2017.6.6 18:03 Tuesday

 ナ・リーグ西部地区の「本命」ドジャースの対抗一番手と目されながら、開幕から不甲斐ない戦いが続くジャイアンツ。大黒柱のマディソン・バムガーナーがバイク事故で長期離脱し、昨季18勝のジョニー・クエイトもなかなか調子が上がらない中、左のエース・バムガーナー、右のエース・クエイトに続く「3番目の男」がいよいよその類稀なる才能を本格開花させようとしている。

 その男の名はジェフ・サマージャ。エース級のポテンシャルを持つと評価されながら、2012年の先発転向後、5年連続2桁敗戦で白星先行は僅か1度(2016年:12勝11敗)とポテンシャルをフルに開花させることができずにいる本格派右腕だ。今季は初登板となった4月6日のダイヤモンドバックス戦で3本塁打を浴び、5.1回6失点でKOされると、そこから開幕4連敗。4月は5先発で0勝4敗、防御率6.32という惨憺たる成績に終わってしまった。
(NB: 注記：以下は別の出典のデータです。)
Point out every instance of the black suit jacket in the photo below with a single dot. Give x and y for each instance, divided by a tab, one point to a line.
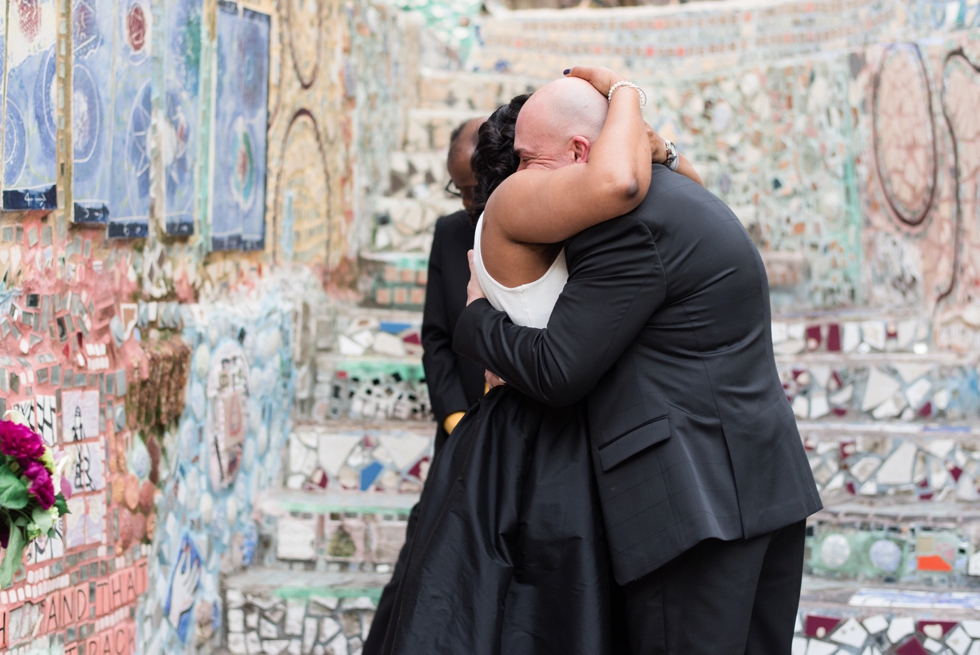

 しかし、5月3日のドジャース戦で8回3安打11奪三振1失点(自責点0)という見事なピッチングを見せると、徐々に風向きが変わり始める。この試合を含め、とにかく四球を与えないのだ。5月は結局6先発で1勝どまりだったものの、40.2回を投げて49個の三振を奪った一方、与えた四球は僅か1つだけ。月間K/BB49.00という驚異的な数字をマークした(K/BBは四球1つに対する奪三振の数を表し、今季の現時点でのメジャー平均は2.54)。

 そして迎えた今日のブリュワーズ戦。サマージャは立ち上がりに連打を浴び、犠牲フライにエラーが絡んで2点を失ったものの、2回から6回まで1人の走者も許さない完璧なピッチングを披露。試合終盤にはやや疲れが見え始めたが、追加点は許さず、7.2回6安打10奪三振2失点(自責点1)という見事なピッチングで今季2勝目(7敗)をマークした。

 約1ヶ月ぶりとなる2桁奪三振を記録した一方、もちろん今日も与えた四球はゼロ。これで5月以降は59奪三振に対して僅か1四球、その間K/BB59.00という奇跡的な数字をマークしている(シーズン通算のK/BBは8.55でリーグ1位)。「彼は素晴らしいピッチングを見せてくれたね」とジャイアンツのブルース・ボウチー監督。「彼のコマンドは優秀で、球速も素晴らしい。優れたチェンジアップとカットボールも持っている。あまり得意としていなかった球場で上手くやってくれたよ」

 サマージャは「俺はとても興奮しやすい男で、とにかく強いボールを投げたいんだ。でも、強いボールを投げたいところへ投げるためには身体を正しく使わなきゃいけないということを学ぶのに時間が掛かってしまった」と語る一方、デーブ・リゲッティ投手コーチとともに取り組んだメカニクスの調整についても語り、「今はそれをしっかり実行できているんだ」と自身のピッチングに手応えを感じている様子。

 タイ・ブラックが必死でバムガーナーの穴を埋めており、あとはクエイト、マット・ムーア、マット・ケインといった「実績組」が本来のピッチングを取り戻すだけ。大黒柱不在で苦しい先発投手陣を引っ張っていくことが、覚醒しつつあるサマージャに与えられた使命である。